Across the state and the nation, private student loans are exacerbating the racial wealth gap, trapping people of color in inescapable cycles of debt. In fact, Black borrowers struggle to pay back private loans at four times the rate of white borrowers. Tackling private student loan debt is an urgent racial justice issue.

Colorado has an opportunity right now to lead on this issue by passing Senate Bill 57, the Student Loan Equity Act. This bill, sponsored by state Sens. Faith Winter and Julia Gonzales, would establish basic protections for private student loan borrowers and create increased accountability for predatory lenders. 

Some examples of the specific provisions of the bill include protections for co-signers (such as parents and grandparents who sign on a private student loan), requiring companies to tell borrowers about all available repayment options, expanding access to disability discharge, ending robo-signing and other abuses in the courts, putting an end to predatory practices such as “auto defaulting,” and holding predatory players accountable.

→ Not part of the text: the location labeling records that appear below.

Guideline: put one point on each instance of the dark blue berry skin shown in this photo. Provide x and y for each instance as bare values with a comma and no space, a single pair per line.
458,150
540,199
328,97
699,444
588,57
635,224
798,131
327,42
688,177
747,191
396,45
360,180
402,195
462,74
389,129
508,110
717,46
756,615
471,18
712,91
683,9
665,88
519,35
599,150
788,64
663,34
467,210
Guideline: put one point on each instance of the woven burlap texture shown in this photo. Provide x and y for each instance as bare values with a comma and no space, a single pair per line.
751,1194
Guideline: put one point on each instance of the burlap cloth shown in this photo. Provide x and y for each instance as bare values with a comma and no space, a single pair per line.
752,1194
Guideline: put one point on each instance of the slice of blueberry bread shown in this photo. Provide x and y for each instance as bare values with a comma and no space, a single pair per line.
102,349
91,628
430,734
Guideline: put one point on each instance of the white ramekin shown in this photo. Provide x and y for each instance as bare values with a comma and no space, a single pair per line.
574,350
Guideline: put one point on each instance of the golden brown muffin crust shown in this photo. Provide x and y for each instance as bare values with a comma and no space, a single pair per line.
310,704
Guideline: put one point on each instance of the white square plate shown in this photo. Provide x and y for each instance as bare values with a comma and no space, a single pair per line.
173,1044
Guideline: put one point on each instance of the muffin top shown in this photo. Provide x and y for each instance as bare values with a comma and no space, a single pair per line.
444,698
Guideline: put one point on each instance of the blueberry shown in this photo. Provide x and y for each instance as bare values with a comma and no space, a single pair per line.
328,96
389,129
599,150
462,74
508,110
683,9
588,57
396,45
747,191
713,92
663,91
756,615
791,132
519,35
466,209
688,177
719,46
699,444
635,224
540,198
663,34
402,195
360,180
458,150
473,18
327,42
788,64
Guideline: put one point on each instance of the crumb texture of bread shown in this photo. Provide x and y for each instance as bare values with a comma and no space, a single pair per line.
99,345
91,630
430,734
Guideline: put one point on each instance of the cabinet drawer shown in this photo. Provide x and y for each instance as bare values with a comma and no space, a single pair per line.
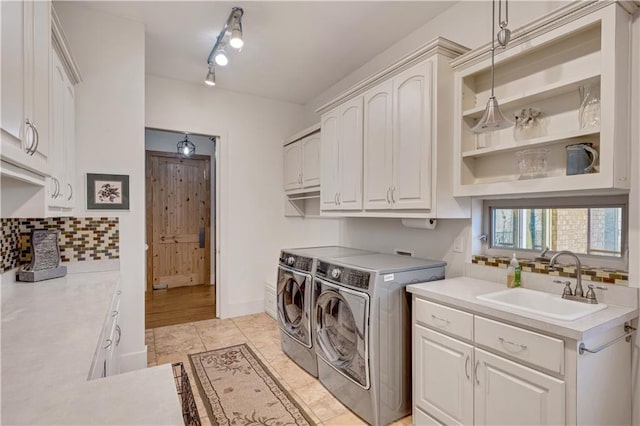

The thousands of Colorado borrowers who owe billions in private student loan debt need us to take action. 

As a greater reckoning with the overall student debt crisis plays out, we must make sure they’re not left behind.


Seth Frotman, the executive director of the Student Borrower Protection Center, was assistant director and student loan ombudsman for the Consumer Financial Protection Bureau. Morgan Royal is campaigns director for New Era Colorado, a youth civic engagement organization, and studied Political Science and Women and Gender Studies at Colorado State University.